In the retina, cones contact two types of bipolar cells, releasing the same transmitter onto each. Since the two types of bipolar cells must respond to light (and therefore cone transmitter) with opposite polarities, each has evolved very different postsynaptic mechanisms to solve this problem. The OFF bipolar cell expresses ionotropic α-amino-3-hydroxy-5-methyl-4-isoxazoleproprionic acid (AMPA) and kainate glutamate receptors, conferring depolarization during photoreceptor transmitter release.

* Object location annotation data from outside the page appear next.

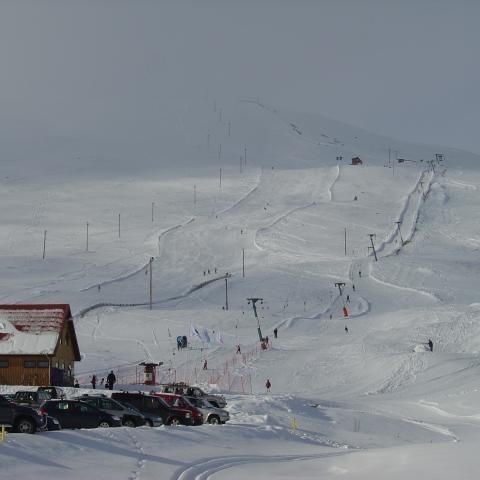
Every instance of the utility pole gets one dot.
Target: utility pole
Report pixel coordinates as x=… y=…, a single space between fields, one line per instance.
x=399 y=231
x=243 y=262
x=371 y=235
x=227 y=276
x=253 y=301
x=44 y=243
x=151 y=283
x=340 y=285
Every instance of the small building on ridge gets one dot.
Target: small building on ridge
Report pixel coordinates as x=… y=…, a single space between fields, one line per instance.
x=38 y=345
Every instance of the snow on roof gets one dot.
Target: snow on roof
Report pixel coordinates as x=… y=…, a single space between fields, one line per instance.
x=31 y=329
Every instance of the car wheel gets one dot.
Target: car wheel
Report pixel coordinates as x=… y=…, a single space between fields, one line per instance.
x=174 y=421
x=25 y=425
x=214 y=420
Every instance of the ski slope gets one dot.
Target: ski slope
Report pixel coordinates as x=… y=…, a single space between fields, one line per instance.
x=370 y=403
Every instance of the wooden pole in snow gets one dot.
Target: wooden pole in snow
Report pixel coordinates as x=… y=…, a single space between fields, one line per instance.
x=44 y=243
x=151 y=283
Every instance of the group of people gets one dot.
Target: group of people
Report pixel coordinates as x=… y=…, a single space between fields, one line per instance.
x=111 y=380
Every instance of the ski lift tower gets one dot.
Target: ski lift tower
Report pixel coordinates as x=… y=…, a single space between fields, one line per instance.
x=253 y=301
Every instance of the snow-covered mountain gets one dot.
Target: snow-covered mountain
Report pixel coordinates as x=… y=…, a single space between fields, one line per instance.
x=290 y=222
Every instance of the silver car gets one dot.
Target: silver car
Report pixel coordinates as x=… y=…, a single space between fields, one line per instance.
x=211 y=414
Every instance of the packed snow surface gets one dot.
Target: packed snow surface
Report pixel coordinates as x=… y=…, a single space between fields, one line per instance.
x=358 y=396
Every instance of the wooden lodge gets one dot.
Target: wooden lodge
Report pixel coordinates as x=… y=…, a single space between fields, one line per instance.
x=38 y=345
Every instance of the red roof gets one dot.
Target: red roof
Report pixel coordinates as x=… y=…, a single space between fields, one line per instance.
x=31 y=321
x=37 y=318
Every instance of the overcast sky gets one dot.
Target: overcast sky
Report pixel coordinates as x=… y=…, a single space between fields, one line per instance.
x=408 y=68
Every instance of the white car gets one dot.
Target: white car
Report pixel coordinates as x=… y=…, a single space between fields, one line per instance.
x=211 y=414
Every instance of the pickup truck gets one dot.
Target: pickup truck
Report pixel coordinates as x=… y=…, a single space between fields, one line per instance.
x=189 y=391
x=19 y=418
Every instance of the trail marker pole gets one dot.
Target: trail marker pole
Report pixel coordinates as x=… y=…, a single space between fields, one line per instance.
x=151 y=283
x=340 y=285
x=253 y=301
x=44 y=243
x=243 y=262
x=371 y=235
x=227 y=276
x=400 y=232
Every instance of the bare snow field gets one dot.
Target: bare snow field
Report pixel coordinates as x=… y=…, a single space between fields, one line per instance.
x=370 y=403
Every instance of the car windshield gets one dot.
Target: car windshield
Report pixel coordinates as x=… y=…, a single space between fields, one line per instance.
x=129 y=406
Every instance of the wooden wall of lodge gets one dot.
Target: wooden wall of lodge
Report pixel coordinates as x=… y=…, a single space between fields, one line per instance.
x=17 y=374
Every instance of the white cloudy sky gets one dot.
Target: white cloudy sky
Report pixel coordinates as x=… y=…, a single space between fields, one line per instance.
x=104 y=68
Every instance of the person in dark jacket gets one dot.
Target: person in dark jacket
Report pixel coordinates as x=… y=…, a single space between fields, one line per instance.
x=111 y=379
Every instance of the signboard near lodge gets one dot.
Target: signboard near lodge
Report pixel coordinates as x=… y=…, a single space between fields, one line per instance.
x=38 y=345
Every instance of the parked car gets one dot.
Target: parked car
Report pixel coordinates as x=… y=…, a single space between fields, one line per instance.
x=77 y=414
x=31 y=398
x=189 y=391
x=150 y=419
x=102 y=402
x=19 y=418
x=148 y=405
x=177 y=401
x=210 y=413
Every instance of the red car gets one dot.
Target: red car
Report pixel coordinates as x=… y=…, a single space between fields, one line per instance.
x=178 y=401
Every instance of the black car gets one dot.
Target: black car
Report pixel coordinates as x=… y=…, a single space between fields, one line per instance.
x=31 y=398
x=102 y=402
x=19 y=418
x=77 y=414
x=151 y=419
x=149 y=405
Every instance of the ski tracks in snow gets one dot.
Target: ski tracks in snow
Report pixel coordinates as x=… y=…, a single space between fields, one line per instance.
x=204 y=469
x=141 y=460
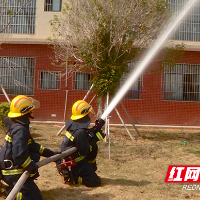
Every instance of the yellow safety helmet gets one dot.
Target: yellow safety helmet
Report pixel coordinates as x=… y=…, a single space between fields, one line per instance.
x=80 y=109
x=22 y=105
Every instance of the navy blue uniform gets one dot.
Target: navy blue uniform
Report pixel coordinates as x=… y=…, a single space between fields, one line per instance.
x=23 y=152
x=77 y=136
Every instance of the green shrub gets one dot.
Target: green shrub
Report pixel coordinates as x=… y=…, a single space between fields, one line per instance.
x=4 y=109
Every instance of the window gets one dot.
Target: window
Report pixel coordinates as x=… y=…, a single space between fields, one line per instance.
x=49 y=80
x=17 y=75
x=18 y=16
x=181 y=82
x=189 y=28
x=82 y=81
x=53 y=5
x=134 y=91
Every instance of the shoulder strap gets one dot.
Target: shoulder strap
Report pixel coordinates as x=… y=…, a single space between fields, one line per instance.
x=13 y=129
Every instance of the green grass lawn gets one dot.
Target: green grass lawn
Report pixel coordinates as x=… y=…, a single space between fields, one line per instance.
x=135 y=170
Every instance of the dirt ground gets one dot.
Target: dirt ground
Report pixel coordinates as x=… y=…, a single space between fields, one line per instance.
x=135 y=170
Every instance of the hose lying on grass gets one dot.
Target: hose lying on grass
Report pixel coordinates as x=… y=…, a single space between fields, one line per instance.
x=41 y=163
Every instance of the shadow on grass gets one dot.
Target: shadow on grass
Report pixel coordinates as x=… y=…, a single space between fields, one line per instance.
x=124 y=182
x=171 y=136
x=74 y=193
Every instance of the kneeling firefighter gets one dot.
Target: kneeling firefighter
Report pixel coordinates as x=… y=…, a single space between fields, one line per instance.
x=19 y=151
x=80 y=167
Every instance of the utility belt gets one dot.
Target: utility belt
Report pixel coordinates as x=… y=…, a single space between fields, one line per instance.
x=6 y=164
x=7 y=168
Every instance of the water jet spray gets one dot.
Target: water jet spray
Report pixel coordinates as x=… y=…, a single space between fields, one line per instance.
x=172 y=25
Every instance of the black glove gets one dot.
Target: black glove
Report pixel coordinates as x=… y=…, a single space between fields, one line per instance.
x=33 y=170
x=58 y=165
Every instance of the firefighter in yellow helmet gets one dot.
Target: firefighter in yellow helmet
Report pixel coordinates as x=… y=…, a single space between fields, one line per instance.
x=20 y=152
x=78 y=135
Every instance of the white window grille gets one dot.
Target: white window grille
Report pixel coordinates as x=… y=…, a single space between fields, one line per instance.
x=134 y=91
x=49 y=80
x=53 y=5
x=17 y=16
x=81 y=81
x=17 y=75
x=181 y=82
x=189 y=29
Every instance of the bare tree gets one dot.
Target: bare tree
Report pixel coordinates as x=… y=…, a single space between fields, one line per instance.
x=104 y=35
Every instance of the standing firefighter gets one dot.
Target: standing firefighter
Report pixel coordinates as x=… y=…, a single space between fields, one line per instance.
x=80 y=167
x=20 y=152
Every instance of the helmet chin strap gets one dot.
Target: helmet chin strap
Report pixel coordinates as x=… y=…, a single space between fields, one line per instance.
x=30 y=116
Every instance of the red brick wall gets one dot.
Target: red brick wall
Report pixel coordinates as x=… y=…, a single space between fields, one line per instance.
x=149 y=109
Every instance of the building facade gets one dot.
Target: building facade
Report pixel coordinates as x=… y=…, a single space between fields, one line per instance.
x=170 y=96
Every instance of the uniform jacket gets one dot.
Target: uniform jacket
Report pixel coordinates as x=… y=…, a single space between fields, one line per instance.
x=19 y=146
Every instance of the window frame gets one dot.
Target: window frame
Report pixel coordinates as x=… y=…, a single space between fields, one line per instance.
x=44 y=85
x=17 y=75
x=181 y=82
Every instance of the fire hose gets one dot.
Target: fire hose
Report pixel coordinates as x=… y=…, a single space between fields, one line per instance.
x=41 y=163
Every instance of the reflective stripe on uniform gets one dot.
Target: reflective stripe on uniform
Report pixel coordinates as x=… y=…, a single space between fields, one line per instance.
x=41 y=149
x=19 y=196
x=8 y=138
x=12 y=172
x=92 y=161
x=99 y=136
x=31 y=175
x=80 y=180
x=78 y=159
x=27 y=162
x=90 y=148
x=69 y=136
x=29 y=141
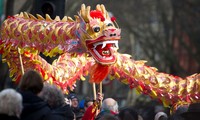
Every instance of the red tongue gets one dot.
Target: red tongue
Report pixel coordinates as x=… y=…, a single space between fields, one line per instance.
x=100 y=49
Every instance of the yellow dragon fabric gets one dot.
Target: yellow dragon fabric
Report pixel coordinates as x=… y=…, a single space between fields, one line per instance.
x=86 y=45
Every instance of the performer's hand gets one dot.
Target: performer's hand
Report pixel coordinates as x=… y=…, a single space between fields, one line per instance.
x=100 y=96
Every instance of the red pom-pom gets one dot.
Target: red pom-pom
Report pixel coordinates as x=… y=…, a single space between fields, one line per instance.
x=113 y=19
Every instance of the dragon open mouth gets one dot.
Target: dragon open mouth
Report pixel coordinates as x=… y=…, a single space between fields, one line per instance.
x=103 y=51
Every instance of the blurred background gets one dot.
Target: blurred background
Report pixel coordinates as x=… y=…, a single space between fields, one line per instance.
x=163 y=32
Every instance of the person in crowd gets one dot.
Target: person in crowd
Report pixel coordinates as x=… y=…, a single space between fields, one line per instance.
x=93 y=110
x=10 y=104
x=75 y=105
x=109 y=117
x=88 y=102
x=109 y=106
x=55 y=99
x=193 y=112
x=161 y=116
x=177 y=114
x=30 y=86
x=129 y=113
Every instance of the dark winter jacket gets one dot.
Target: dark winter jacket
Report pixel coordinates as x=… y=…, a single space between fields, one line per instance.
x=62 y=113
x=6 y=117
x=34 y=108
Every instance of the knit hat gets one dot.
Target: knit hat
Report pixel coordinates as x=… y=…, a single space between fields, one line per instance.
x=72 y=96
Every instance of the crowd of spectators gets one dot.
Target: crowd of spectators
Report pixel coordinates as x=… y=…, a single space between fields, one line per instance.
x=36 y=100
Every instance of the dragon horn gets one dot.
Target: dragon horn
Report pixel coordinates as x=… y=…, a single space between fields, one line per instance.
x=85 y=13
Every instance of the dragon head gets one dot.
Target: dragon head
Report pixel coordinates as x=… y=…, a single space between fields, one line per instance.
x=99 y=34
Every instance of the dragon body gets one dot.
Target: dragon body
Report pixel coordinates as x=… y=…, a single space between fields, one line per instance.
x=86 y=45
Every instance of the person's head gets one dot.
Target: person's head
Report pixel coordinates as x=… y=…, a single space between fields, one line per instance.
x=74 y=100
x=110 y=104
x=53 y=96
x=31 y=81
x=10 y=102
x=128 y=114
x=176 y=115
x=108 y=117
x=88 y=102
x=193 y=112
x=161 y=116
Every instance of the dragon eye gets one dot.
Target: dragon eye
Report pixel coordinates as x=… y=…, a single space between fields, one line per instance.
x=109 y=24
x=96 y=29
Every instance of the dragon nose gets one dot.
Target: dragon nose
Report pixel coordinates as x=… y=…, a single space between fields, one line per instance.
x=112 y=32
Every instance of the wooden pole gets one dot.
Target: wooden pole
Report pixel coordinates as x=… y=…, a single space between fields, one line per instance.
x=100 y=90
x=21 y=62
x=94 y=91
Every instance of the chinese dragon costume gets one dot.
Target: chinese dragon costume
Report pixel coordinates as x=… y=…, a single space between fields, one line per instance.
x=87 y=45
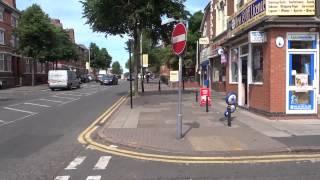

However, the requirement for a hyperpolarizing action of glutamate at ON bipolar cells ruled out the use of ionotropic receptors at this synapse. Years of investigation by a number of different laboratories have revealed this highly novel, perhaps unique mechanism by which activation of a glutamate receptor, metabotropic glutamate receptor type 6 (mGluR6), results in membrane hyperpolarization. The photoreceptor–ON bipolar cell synapse must also be adaptive, enhancing rapid changes in illumination while attenuating slower, more long-lasting changes in order to avoid saturation of downstream synapses. Calcium appears to play a major role in this form of short-term plasticity. Finally, recent evidence suggests that the gain of this synapse is additionally regulated by ambient light levels. Both cyclic guanosine monophosphate (cGMP)/protein kinase G (PKG) and protein kinase C (PKC) appear to play key roles in these forms of long-term plasticity. Sections “ON Bipolar Cells and the mGluR6 Pathway: A Brief History” and “Elucidation of the mGluR6 Signaling Cascade” of this chapter summarize what is currently known about this synaptic pathway, with an emphasis on the major historical breakthroughs that shaped our understanding of this exceedingly complex synapse along the way. Sections “Modulation of the mGluR6 Cascade: Ca2+”, “Modulation of the mGluR6 Cascade: cGMP”, and “Modulation of the mGluR6 Cascade: PKC and DAG” summarize the roles of Ca2+, cGMP, and PKC in the regulation of this pathway.